万事塞翁が馬と言っても明暗の別れるこの日。そんなことわざは慰みの一つにもならないようである。男子達はひたすらいいことを待ち望んでいた。
授業が終わり、休み時間になると、さすが中学最後のバレンタイン。離れ離れになる男子女子もいるせいか、思い切ったチョコのやり取りが行われている。

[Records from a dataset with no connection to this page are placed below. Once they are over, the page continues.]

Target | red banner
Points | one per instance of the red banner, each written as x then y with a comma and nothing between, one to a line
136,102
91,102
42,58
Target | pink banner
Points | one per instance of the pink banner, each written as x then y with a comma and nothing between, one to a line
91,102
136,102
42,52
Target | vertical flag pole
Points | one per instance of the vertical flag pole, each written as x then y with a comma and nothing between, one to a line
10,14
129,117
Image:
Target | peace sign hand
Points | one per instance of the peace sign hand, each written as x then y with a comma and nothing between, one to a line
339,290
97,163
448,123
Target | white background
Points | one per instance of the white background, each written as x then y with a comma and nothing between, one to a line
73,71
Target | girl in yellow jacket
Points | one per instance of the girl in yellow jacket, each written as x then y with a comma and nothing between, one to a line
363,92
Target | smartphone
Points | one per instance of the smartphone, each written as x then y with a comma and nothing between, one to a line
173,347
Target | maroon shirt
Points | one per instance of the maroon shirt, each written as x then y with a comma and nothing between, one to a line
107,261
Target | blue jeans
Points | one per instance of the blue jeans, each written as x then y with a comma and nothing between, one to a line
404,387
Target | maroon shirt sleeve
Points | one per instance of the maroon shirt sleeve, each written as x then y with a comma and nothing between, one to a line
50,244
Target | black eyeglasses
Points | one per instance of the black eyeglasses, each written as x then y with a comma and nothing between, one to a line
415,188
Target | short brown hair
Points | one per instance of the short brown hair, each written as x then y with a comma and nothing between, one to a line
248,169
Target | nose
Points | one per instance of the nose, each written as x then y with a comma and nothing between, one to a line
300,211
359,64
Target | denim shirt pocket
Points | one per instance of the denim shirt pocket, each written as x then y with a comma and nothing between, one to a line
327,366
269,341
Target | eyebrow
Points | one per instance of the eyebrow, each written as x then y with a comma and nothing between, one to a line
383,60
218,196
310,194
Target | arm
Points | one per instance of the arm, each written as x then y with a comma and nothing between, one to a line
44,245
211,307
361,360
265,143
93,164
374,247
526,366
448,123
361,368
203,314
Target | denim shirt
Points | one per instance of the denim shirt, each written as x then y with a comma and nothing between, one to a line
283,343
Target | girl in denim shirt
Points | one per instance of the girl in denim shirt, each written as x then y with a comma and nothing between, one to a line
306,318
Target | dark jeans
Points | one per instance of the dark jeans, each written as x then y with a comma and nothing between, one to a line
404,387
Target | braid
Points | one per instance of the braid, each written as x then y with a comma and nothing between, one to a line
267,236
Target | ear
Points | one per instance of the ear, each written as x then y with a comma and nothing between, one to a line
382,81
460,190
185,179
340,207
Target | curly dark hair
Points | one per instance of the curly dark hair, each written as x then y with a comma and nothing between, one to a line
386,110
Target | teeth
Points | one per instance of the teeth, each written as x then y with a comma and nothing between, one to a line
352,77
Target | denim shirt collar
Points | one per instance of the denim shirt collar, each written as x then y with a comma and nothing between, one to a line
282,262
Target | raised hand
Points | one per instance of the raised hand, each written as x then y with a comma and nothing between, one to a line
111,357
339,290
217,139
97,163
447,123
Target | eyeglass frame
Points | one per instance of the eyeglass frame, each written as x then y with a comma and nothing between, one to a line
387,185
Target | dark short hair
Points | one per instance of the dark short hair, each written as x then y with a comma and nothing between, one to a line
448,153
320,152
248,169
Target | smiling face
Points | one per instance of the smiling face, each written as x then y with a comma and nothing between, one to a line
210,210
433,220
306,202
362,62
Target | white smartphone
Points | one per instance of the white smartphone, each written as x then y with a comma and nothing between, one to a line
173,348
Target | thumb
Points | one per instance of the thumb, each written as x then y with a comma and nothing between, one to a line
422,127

その真っただ中、俊哉はVサインをして、威風堂々たるポーズを取る。
「バレンタインだ」
俊哉はどこか誇らしげだ。その自信ありげな様子を見て健が尋ねる。
「スゴイな。俊哉。誰かから貰えるあてでもあるの?」
「んにゃ。ない。でも期待はするだろ。男なら」
俊哉は即答した。加えて立て続けに健に尋ねる。
「健は? 誰かから貰えるのか?」
すると健は「あぁ」と言った様子で、余りバレンタインに関心がなさそうに答える。
「二人の姉貴からと、従妹のお姉さん。それと姉貴の後輩の女の子が二人、くらいかな」
それを聞いた俊哉は即座に健を断罪する。
「お前、友達なくすぞ」
「全部義理だよ。あっ二人の後輩女子はあながち」
健がそう応じると再度俊哉は念を押す。
「やっぱり、お前友達なくすぞ」
その二人のやり取りを香月達は微笑ましげに見ていた。彼女達は各々チョコの交換会、いわゆる「あげっこ」を終えていた。
夏樹が顎肘をついて俊哉と健を見つめる。
「何か楽しそうね。あの二人。やっぱバレンタインは何だかんだいって男の子も主役になれる日なのねぇ」
香月達から貰ったチョコを、丁寧に取りまとめている美穂がみなに尋ねる。
「ところで、みんなは男の子にはあげないの? 本命チョコとか」
「本命チョコ? ないわよ。そんなもの」
夏樹があっさりと斬り捨てた。そう言われて美穂は右眉を少し楽しげにあげる。
「そうなの? あら寂しい」
「そういう美穂はどうなのよ。誰か男の子にあげるの?」
美穂は少し間をおいて答える。
「んー、私は弟の陸かな。それと陸上部顧問の久我先生。色々あったけどお世話にはなったし」
「へー、エライわね」
夏樹がそう応じると、逆に美穂はみんなにそれぞれもう一度訊き返す。
「みんなは? どう?」
夏樹が答える。
「私はお父さんかな。大義理だけど」
朱美も続く。
「私もお父さん、それと女性だけど美術部顧問の桜井先生。桜は?」
そう訊かれた桜は、突然の質問に答えられず物怖じしてごまかす。
「私は、私は! 誰にもあげないです。はい」
「あー、何か怪しい。ひょっとして健君?」
「ち、違っ……!」
そう言ったきり、桜は頬を赤らめて黙り込んでしまった。夏樹達はその様子を目を細めて見ていた。
最後に夏樹が香月に話を振る。
「香月は? 誰かにあげる予定はあるの?」
香月は無邪気に答える。
「うん。一人男の人にあげるの」
『えー!』
美穂達は声を揃えて驚いた。夏樹が身を乗り出して尋ねる。
「誰誰? もしかして? 西島?」
「いやいや、違うよ。そういう感情はあんまり、というか、良く分かんないや」
香月のはっきりしない態度を見て、夏樹があらためて訊く。
「へー。じゃあ、誰?」
すると香月は珍しく隠し事をするように振舞う。
「秘密」
「あら、そう。それは楽しみね」
夏樹は香月から訊きだすのを諦めたのか、そう言って笑った。美穂達も何が起こるのか期待満載の心持ちで香月を見守っていた。